You know, it's the first week of high school. I don't really expect you to do jack while you're there other than get acclimated.

But right off the bat, it's good to have somewhat of a roadmap to show how to move past the situation you're in right now - high school.

Obviously you're going to go to college, but it would be nice if someone else paid for you to go. Well, there is one easy way to make that happen... Become a national merit scholar. If you can do that, your chances for getting a scholarship are radically improved.

How do you become a national merit scholar? Easy. Just score in the top 2% on the PSAT.

Don't do what I did. I thought the PSAT was a 'practice SAT' test so I totally blew it off. It was a big mistake for me to blow it off because I was left out of the scholarship pool when the time came. I was in all the same classes, doing all the same assignments with the national merit scholars, but they took the test seriously, and I blew it off.

The PSAT is the most important way you will distinguish yourself from other scholarship applicants. The score you're looking to beat is 1500. Get that score and people will beat down your door to give you money for college. You can do it.

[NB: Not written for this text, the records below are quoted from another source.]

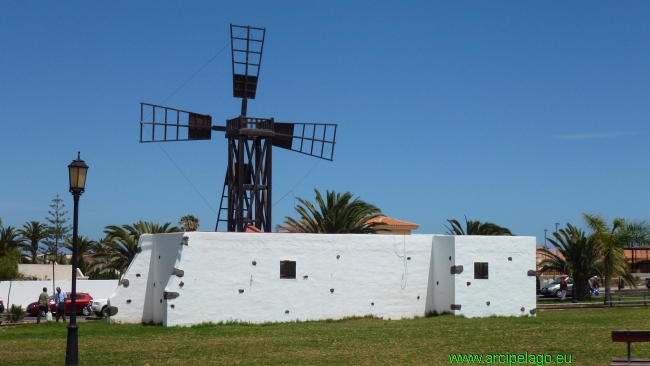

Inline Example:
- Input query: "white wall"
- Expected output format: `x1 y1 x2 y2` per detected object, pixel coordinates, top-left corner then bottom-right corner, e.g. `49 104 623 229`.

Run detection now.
108 232 536 326
428 236 456 315
452 236 536 318
0 280 118 309
158 232 434 326
109 233 183 324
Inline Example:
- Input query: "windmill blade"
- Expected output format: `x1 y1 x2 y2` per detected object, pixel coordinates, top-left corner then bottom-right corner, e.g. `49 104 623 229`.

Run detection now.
140 102 213 142
272 122 337 161
230 24 265 100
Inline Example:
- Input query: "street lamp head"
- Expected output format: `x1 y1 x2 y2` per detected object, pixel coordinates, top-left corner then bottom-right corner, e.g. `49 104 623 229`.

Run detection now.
570 234 578 244
68 151 89 195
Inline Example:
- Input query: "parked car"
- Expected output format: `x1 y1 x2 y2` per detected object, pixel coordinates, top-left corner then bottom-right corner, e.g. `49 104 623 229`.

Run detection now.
26 292 93 317
90 298 108 317
646 278 650 289
540 277 573 298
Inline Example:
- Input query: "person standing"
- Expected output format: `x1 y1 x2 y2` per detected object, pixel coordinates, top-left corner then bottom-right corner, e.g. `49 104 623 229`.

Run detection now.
559 276 568 300
37 287 49 324
54 287 68 322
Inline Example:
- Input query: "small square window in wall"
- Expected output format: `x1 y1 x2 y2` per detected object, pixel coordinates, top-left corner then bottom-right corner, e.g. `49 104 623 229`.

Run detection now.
474 262 488 279
280 260 296 279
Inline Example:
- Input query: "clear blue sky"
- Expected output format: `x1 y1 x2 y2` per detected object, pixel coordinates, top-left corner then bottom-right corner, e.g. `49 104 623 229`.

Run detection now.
1 2 649 247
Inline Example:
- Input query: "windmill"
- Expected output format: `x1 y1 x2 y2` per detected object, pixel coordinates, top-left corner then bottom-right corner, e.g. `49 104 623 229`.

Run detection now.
139 24 337 232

But the PSAT isn't until October in your junior year. Why am I telling you this now? Actually I told you this for the first time 2 years ago. The same summer you were living with me in Idaho. I also told Spencer R not to blow off the PSAT that year. The reason I'm telling you so far in advance is the 5 year rule. You see, the first time you are exposed to new knowledge, it goes over your head. You could be hearing the most amazing piece of information, but if its the first time you're hearing it, and your mind isn't prepped, it will go in one ear and out the other.

What can you do about it now? Here's what I reccomend. Go out and buy a PSAT prep book. Take one of the practice tests, and see how you do. Don't worry about what score you get, just take the test and note your score. Think about the one thing you need to focus on to improve your test score, and work on that issue for a few months. Within six to eight months, take the second practice test in the book. Again, you're not even close to actually taking the test, but it's a good idea to get acclimated to the kinds of questions asked on the test. Then when you're in class doing the usual schoolwork thing, and the teacher starts talking about something you've seen on the PSAT, your ears will perk up and you'll know that you need to pay attention.

What I'm suggesting will take a couple of hours every six months or so, but those hours will definitely pay off when its time to apply for scholarships.